Since conferences and seminars are about discussions, they encourage a healthy exchange of views and ideas, delivering a satisfying learning experience.
Nowadays, many learners make the most of social networking sites for a better understanding of a subject and knowledge enhancement. Platforms such as LinkedIn and Facebook are great for peer collaboration and knowledge exchange.
Sharing valuable insights, techniques, and tips socially is equally meaningful as what is taught in formal training. Learners can interact with other users through comments, personal chats, and group discussions.
How to Use an LMS for Informal Training
Yes, you can incorporate LMS solutions to deliver informal training. Though most people see LMSs as a formal training tool,, there are ways you can use it to deliver informal yet engaging learning experiences.
Here are the ways you can use your LMS for informal learning.
Leverage the Power of Collaboration Tools
Most LMS platforms have built-in collaboration tools facilitating knowledge exchange that goes far beyond chatting.
Collaboration tools enable learners to coordinate and work with their peers.
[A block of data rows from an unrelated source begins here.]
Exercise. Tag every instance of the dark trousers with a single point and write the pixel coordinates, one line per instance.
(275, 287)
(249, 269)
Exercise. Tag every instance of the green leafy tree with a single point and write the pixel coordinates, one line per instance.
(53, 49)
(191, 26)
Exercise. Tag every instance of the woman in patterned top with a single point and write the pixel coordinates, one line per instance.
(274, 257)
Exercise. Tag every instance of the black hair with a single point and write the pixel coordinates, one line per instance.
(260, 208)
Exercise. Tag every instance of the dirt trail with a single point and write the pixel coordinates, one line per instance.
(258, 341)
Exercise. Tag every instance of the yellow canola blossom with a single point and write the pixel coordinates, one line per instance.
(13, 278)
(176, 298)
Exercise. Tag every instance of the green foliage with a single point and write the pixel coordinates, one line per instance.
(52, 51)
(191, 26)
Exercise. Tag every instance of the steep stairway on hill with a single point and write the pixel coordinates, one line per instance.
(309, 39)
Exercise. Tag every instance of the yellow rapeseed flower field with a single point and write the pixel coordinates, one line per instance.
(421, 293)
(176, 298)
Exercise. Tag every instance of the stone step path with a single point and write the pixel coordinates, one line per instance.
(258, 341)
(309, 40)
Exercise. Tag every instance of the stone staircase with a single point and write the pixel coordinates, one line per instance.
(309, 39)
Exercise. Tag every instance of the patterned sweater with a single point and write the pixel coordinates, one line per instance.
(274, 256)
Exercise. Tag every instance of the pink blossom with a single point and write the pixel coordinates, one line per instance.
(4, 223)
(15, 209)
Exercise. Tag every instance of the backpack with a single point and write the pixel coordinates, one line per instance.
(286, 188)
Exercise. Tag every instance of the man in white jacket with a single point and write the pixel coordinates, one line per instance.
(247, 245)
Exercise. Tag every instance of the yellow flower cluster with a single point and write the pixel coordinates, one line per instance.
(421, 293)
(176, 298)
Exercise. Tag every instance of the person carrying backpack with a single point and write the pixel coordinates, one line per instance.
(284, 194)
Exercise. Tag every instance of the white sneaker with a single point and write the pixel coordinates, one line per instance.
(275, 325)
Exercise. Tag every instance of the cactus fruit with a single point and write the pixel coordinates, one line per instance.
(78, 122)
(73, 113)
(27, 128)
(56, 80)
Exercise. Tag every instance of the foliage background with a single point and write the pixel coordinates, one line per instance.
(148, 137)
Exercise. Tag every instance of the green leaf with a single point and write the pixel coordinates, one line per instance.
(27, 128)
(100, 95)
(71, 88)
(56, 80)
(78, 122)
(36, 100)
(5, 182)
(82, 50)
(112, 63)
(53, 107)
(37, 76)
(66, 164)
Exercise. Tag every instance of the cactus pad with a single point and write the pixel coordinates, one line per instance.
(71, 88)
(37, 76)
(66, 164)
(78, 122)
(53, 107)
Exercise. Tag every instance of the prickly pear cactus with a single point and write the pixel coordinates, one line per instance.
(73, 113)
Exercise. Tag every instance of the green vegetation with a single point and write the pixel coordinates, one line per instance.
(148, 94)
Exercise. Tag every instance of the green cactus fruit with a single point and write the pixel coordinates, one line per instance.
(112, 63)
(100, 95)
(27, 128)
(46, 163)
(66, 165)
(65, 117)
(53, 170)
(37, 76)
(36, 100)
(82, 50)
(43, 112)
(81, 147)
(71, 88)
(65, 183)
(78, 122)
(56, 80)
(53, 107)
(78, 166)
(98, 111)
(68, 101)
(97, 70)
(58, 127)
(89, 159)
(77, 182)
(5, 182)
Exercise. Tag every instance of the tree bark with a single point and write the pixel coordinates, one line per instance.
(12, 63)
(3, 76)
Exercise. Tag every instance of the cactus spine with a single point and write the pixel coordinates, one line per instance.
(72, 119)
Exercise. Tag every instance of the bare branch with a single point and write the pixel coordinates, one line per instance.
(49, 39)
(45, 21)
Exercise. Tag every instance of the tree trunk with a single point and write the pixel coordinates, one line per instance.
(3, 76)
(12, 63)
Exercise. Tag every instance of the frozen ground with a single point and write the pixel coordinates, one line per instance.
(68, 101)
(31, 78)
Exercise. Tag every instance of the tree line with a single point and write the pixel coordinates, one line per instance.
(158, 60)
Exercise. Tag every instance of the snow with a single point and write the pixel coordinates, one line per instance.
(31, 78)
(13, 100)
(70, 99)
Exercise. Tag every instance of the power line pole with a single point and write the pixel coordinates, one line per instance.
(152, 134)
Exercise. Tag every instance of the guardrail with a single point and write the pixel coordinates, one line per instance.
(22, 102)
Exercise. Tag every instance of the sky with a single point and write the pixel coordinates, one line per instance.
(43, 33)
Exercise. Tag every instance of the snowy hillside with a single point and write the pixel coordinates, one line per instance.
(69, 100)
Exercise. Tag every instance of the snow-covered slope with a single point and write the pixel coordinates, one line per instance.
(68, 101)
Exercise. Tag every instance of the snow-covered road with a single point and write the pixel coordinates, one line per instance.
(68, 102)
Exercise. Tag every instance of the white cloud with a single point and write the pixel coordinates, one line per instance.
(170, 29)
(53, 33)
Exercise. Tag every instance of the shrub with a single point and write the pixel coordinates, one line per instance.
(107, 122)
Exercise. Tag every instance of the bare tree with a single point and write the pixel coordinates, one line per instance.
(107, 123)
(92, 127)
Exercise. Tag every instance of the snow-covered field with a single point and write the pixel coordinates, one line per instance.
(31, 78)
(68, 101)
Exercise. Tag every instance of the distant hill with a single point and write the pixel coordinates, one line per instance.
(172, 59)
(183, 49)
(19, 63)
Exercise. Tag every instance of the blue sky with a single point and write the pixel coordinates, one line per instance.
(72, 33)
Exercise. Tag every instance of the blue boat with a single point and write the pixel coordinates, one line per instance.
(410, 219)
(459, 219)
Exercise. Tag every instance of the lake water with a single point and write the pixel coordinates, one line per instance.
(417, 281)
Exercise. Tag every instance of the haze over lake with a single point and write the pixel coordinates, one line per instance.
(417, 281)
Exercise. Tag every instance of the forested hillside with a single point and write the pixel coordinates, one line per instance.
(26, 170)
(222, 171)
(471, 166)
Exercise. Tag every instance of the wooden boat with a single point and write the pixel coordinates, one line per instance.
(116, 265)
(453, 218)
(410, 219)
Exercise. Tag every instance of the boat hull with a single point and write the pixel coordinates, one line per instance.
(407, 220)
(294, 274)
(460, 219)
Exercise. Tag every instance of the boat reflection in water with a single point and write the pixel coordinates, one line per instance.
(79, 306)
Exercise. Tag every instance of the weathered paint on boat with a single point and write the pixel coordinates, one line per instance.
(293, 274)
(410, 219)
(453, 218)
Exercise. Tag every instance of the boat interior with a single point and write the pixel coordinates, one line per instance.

They can ask questions and can organize knowledge via threads and topics.
Nowadays, many LMS solutions have social media integration tools where social networking groups can be created to facilitate online learning.
You can share formal training courses and quizzes on social media and encourage learners to attempt them and leave comments or ask questions. So, what begins as a formal activity becomes an informal and lively conversation.
For example, through social or group-based learning, they can develop team-building and leadership skills.
Watch: How to Build High-Performing Teams | Training Course Introduction
Customized Learning Paths
With learning paths or self-paced learning, employees can choose online activities, courses, and assessments that’ll help them learn new skills.
An LMS gives them the right level of flexibility, delivers correct information, and lets you track learner activities and progress.
According to Learning Expert Matthew Tang:
An LMS can help learners master new skills gained through an informal learning experience.
Recognize and Reward Employees
You can use an LMS as a forum to encourage and reward employees as a part of informal learning. You can encourage them to take up training & assessments and award certificates to keep them motivated and focussed. Employees can display their certificates, badges, scores, and ranks on their personal dashboards.
Employees want appreciation for making a difference at their jobs. An LMS can be used for documenting all the successes employees have achieved through informal learning. Through this, you can add a sense of accomplishment and retain employees easily.
Create an Engaging Learning Experience with Informal Training
For an effective learning experience, organizations should use a mix of formal and informal training. This will keep learners engaged and will also increase knowledge retention.
Since most learners acquire knowledge in a self-paced manner and from experiences and informal discussions, they are interested in learning informally and gaining an in-depth understanding of the subject. Informal learning satisfies the innate need for learning in a flexible, convenient, and supportive environment.
To begin with, you can use an LMS as a forum to deliver your formal and informal learning training. As we’ve already discussed, this online training tool can helps you provide informal training in a structured manner and measure outcomes with LMS reports.